Estate at Ystad Municipality in Scania, Sweden

Krageholm Castle (Krageholms slott) is an estate at Ystad Municipality in Scania, Sweden.

==History==
The original estate castle is named in the 14th century as belonging to the Due family, and then to the Tott, Brahe, Marsvin and Krabbe families. In Danish times, the castle was called Krogholm and its most famous owner was Baron Jörgen Krabbe who was a native Scanian Dane who chose to pledge faith to the Swedish Crown when Scania was ceded to Sweden in 1658. During the Scanian war of 1676–1679, Krabbe was imprisoned and executed on the charge of collusion with the Danes and high treason. Several of his employees, including the estate manager Christopher, also got executed by the Swedes.

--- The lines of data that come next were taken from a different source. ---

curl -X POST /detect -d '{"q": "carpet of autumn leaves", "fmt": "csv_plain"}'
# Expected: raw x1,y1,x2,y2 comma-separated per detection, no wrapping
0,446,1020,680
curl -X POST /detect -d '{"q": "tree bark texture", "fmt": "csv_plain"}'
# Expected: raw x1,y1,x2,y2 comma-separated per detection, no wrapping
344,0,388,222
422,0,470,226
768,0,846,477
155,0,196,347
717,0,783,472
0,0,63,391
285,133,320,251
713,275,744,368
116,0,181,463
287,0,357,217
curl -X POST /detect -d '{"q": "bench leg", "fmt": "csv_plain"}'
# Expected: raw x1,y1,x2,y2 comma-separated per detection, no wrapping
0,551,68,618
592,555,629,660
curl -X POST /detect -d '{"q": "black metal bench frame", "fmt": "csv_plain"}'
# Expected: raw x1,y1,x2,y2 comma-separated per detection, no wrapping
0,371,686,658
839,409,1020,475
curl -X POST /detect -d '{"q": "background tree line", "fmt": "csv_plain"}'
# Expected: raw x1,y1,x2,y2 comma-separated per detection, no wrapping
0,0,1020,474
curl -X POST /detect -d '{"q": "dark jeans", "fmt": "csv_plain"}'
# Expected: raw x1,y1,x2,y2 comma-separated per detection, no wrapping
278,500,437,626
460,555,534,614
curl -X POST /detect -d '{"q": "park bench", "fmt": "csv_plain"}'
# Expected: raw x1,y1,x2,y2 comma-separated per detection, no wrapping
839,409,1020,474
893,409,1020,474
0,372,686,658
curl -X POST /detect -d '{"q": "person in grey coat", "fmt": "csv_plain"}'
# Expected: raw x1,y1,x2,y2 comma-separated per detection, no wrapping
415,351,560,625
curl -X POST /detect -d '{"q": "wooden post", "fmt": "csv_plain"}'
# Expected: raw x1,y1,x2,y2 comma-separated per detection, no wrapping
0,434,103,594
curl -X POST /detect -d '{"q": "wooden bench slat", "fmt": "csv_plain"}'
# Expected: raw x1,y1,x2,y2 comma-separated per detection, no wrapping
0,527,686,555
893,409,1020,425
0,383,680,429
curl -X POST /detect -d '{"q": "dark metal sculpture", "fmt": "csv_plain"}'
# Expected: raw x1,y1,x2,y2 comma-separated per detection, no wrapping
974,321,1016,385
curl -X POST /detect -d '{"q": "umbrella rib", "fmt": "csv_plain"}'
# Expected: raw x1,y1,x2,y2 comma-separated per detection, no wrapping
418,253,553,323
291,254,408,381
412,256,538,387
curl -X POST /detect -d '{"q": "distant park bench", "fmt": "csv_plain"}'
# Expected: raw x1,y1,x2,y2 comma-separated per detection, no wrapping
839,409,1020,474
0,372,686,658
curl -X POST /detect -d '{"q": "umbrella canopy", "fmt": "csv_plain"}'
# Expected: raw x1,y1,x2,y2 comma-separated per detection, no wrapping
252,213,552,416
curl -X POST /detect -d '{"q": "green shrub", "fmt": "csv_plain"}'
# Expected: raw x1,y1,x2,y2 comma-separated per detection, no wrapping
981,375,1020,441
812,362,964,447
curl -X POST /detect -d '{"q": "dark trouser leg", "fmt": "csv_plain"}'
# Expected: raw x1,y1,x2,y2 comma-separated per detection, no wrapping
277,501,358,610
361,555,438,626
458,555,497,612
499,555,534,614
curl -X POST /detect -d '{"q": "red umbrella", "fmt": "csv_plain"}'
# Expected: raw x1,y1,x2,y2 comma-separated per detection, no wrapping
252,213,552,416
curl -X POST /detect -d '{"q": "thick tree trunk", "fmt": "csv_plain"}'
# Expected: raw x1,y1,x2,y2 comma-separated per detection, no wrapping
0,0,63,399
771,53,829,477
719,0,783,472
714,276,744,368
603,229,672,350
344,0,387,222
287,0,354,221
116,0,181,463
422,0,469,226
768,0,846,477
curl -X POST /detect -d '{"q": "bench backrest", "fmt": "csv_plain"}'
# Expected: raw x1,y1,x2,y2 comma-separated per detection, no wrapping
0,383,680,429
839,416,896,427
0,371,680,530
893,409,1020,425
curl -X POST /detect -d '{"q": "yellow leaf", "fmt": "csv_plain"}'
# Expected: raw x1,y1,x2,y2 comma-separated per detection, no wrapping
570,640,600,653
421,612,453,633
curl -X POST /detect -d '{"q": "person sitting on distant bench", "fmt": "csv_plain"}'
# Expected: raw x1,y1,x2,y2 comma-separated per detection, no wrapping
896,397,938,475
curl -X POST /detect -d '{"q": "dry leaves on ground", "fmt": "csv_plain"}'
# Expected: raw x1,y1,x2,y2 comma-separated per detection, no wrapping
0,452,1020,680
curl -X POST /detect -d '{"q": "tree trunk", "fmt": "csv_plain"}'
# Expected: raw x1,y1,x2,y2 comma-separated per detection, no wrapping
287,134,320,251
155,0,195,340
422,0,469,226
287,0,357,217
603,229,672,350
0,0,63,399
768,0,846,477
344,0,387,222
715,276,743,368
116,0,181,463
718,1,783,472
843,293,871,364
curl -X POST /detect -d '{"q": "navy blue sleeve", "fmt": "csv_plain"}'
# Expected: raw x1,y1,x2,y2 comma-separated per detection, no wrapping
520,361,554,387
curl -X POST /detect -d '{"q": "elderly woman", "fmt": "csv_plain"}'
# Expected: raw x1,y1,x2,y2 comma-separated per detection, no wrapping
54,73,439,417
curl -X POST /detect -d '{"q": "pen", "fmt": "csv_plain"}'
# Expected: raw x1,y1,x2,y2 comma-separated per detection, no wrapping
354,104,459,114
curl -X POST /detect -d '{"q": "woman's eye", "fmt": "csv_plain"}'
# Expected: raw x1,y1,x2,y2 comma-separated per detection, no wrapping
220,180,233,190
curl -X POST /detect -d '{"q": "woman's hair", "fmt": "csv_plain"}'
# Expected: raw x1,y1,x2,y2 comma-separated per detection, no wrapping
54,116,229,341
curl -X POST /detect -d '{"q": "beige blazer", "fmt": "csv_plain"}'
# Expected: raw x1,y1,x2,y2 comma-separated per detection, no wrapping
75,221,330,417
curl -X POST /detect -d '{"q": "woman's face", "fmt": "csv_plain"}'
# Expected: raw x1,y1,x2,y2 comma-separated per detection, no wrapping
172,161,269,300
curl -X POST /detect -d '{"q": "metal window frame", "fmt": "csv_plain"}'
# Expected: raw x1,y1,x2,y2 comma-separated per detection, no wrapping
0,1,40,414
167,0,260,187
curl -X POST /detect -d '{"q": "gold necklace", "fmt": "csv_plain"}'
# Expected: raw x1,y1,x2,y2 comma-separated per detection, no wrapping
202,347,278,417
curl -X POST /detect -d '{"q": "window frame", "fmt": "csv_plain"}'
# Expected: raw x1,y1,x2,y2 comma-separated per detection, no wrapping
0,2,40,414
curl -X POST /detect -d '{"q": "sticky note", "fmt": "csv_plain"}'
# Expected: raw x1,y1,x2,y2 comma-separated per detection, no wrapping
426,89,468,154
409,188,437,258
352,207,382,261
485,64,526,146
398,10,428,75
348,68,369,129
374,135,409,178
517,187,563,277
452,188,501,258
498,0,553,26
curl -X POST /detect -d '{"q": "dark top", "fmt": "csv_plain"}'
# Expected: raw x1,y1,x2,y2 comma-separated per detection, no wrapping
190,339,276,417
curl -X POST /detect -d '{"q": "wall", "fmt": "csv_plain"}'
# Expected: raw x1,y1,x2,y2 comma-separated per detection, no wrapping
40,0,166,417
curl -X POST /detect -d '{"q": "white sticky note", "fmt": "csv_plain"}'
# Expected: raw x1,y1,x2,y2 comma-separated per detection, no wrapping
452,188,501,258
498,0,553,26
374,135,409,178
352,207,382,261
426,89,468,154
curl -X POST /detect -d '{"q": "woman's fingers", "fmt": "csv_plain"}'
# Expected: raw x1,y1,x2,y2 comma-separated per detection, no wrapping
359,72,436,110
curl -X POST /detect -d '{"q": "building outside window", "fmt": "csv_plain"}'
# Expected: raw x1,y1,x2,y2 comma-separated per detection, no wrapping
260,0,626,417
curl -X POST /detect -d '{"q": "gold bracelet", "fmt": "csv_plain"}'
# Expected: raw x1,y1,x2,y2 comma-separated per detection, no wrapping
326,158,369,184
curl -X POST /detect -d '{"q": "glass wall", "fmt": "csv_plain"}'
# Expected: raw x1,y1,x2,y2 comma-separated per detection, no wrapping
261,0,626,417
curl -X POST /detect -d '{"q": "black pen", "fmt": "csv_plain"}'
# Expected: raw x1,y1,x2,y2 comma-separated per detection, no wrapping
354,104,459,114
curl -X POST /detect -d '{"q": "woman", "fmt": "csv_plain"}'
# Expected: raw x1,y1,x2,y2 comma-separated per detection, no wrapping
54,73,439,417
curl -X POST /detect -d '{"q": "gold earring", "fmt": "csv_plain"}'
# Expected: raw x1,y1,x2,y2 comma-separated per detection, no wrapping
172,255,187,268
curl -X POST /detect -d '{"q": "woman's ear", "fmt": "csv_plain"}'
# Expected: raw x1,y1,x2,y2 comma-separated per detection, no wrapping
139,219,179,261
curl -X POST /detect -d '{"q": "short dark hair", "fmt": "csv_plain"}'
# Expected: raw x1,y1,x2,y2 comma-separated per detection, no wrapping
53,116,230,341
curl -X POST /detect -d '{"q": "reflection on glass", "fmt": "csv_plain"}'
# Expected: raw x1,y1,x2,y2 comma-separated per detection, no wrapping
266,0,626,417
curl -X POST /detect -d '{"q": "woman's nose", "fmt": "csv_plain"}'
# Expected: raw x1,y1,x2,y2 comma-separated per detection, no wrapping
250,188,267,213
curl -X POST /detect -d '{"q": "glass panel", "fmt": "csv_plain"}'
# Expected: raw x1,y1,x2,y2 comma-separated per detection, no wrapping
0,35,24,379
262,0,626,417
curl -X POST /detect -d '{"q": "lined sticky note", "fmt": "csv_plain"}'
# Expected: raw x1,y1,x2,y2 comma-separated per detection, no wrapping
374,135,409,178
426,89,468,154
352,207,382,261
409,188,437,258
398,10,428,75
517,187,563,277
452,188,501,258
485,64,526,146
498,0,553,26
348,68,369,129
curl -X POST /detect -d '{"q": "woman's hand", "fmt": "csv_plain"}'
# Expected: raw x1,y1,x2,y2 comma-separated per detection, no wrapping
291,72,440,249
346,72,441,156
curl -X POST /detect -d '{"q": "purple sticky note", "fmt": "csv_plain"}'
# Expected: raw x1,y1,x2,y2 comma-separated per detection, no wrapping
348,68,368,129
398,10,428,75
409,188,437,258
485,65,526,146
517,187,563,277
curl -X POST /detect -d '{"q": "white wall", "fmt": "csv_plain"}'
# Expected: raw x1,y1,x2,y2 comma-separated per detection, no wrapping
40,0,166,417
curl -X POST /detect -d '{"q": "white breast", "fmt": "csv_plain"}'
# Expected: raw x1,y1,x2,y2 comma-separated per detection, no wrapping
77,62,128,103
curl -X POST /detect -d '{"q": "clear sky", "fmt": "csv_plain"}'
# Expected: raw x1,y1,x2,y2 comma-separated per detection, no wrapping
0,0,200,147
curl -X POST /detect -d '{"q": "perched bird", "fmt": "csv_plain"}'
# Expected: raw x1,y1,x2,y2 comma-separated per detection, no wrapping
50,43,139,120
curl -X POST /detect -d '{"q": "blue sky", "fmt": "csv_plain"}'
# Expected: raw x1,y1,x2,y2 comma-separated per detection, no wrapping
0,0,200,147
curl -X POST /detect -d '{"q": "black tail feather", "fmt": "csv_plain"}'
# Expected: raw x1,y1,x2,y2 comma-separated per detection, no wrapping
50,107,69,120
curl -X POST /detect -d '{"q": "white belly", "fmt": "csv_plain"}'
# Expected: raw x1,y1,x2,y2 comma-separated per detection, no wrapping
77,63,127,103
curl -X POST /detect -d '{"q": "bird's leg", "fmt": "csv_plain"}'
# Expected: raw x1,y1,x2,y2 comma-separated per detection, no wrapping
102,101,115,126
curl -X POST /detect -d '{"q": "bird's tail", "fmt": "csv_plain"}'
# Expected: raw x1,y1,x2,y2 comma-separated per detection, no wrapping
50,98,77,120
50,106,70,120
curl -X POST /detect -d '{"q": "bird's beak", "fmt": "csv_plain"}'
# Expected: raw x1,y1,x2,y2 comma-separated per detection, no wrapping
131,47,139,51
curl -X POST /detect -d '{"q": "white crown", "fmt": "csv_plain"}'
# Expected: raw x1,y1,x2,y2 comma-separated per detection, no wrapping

The castle was consequently contested by both Danish and Swedish troops and there was intense fighting on the castle grounds, including bombardments. Krabbe's widow, Jytte Thott, had to sell most of the family properties, including Krogholm, because they had been impoverished during the war. In 1704, the castle was sold to Carl Piper (1647–1716) and its name was changed to the more Swedish-sounding 'Krageholm' which it has kept all since.
The castle was restored and remodeled in baroque by Carl Piper's widow Christina Piper (1673–1752) in the 1720s, who used it as her main residence until her death in 1752. The castle belonged to the Piper family in 1752–1897, the Brahe family 1907–30 and since then again to the Piper family.